Argomentazioni che poco o nulla devono aver convinto i pm che hanno chiesto e ottenuto il rinvio a giudizio, formulando accuse molto chiare: «Scopelliti, nella funzione di sindaco, in ragione dei rapporti personali intercorsi con la Fallara, agiva intenzionalmente allo scopo di procurare alla stessa un ingiusto vantaggio patrimoniale mediante l`attribuzione alla stessa degli incarichi professionali». Un vantaggio da 540mila euro. E di cui nessuno dei tre revisori dei conti che hanno certificato i bilanci di quegli anni – Domenico D`Amico, Ruggero Alessandro De Medici e Carmelo Stracuzzi, che ha seguito Scopelliti e dopo anni di “onorato servizio” al Comune, lavora oggi alla Regione Calabria – sembra essersi mai accorto. Interrogati dai magistrati nei mesi scorsi, i tre si sono avvalsi della facoltà di non rispondere, posticipando così ogni eventuale chiarimento a una memoria difensiva che però non è mai stata consegnata alla Procura della Repubblica.
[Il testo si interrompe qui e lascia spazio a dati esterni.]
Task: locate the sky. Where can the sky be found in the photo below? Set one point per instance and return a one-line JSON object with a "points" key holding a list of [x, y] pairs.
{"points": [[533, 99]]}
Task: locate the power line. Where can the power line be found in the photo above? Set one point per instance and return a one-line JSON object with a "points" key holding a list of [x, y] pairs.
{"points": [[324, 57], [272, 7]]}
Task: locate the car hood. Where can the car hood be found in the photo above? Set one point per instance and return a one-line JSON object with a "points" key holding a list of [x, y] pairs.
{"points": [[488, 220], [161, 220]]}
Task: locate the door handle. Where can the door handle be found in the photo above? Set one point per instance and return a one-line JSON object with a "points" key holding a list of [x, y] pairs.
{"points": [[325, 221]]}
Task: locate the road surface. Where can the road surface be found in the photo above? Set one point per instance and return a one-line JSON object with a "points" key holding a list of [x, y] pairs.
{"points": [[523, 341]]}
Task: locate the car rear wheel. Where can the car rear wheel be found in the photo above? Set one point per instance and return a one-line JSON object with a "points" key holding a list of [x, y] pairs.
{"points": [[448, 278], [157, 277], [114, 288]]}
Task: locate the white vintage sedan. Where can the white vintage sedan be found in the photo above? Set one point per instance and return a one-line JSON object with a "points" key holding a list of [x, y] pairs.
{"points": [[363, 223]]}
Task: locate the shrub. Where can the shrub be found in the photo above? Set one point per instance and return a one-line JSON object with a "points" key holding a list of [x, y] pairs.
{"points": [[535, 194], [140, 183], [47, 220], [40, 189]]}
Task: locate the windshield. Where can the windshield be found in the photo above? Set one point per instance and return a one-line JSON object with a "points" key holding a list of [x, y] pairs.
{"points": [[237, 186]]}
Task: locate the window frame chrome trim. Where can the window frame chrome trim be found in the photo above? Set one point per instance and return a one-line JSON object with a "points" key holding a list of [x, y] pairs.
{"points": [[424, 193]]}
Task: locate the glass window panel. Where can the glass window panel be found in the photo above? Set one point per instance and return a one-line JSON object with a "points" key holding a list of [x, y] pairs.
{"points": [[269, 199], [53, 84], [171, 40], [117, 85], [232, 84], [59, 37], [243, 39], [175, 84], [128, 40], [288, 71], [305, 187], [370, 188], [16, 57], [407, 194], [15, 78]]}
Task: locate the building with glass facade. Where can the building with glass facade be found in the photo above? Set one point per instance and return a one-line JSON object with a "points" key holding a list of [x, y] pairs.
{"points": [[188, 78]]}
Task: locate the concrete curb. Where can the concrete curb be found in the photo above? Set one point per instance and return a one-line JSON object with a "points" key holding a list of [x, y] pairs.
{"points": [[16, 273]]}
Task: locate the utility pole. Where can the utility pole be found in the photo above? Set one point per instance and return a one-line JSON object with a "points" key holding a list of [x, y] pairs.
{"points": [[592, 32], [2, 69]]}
Anche loro dunque dovranno presentarsi di fronte ai giudici per tentare di spiegare come siano loro sfuggite tali macroscopiche alterazioni. Ma domani, sul banco degli imputati, ci sarà anche – vero convitato di pietra – quel “Modello Reggio” di cui l`intera vicenda è espressione. Un modello non punibile penalmente, ma già sconfessato dal decreto con cui il Consiglio dei ministri ha sciolto per contiguità con le cosche il Comune di Reggio Calabria e mandato a casa l`amministrazione che come affermato dal ministro Cancellieri “in continuità” con le precedenti targate Scopelliti, lo gestiva.